When my son doesn't want to listen to his grandparents- they say my son doesn't understand the loghat.
Hello, it's not like you are talking in a foreign language. Malay is still our mother tongue. Mengada-ngada je budak tu.
Yang Baby H ni pun sama...
Kalau dekat kampung, menangis je...I understand it's hot, but this is still Malaysia, jangan perasan yang awak tu anak orang putih, boleh tak?
She is just a baby, I know, but I couldn't help but feel embarassed when I have to bring her inside the car for her naps.
My parents-in-law are very nice, I know they wouldn't think that my children are spoilt brats, but I'm sure they feel bad when they see my baby keeps being fussy, while other babies are all so calm. I understand the feeling of not being able to provide comfort...
I hope they would treat all their grandchildren the same. We are not special, different maybe, not special!
I was upset with my husband. Baby H was fussy, so I woke my husband up and left the room. Before I left, I said, "You ni, I banyak lagi kerja nak buat! Tolonglah sikit! Anak belum tidur, you dah tidur dulu!"
In the kitchen, I washed my breastpump set and my children's bottles. Then, I sterilised them.
I thought of eating, but went back to the room instead. My husband just finished cleaning Baby H's bottom- she pooped. My husband was carrying her, trying to put her to sleep. My son was watching Youtube videos on iPad.
I took a shower. A long one, because I thought I deserved it. I needed to calm down. I felt bad because I treated my husband as if he was bad. He was not feeling well. But I was not feeling well too!
After I got out from the shower, I nagged.

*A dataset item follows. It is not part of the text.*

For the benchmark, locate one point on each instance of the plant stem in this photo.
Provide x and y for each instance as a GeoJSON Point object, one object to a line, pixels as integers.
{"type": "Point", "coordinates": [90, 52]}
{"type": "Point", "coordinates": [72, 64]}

Me: I dah message you, I cakap I migraine. Dah 2 hari. I ambil ubat banyak. I beritahu you yang I tak cukup tidur. Kawan-kawan I tegur mata I lebam. Itu pun tak paham-paham lagi? I nak rehat! I nak tidur!
Me: Setiap hari, I tidurkan budak-budak. You tu, dahlah tidur awal. Bangun lagi lambat dari I (because I need to go to work). Petang, tidur. Malam, tak sedar. Tak boleh ke bagi masa sikit?
Me: Esok I kerja. I kena keluar pagi. Masa kerja, nak makan pun tak sempat. I penat. Sekarang, you tidurkan dua-dua budak ni. Selama ni, I yang tidurkan. You tu, bukan nak belajar cara-cara tidurkan budak.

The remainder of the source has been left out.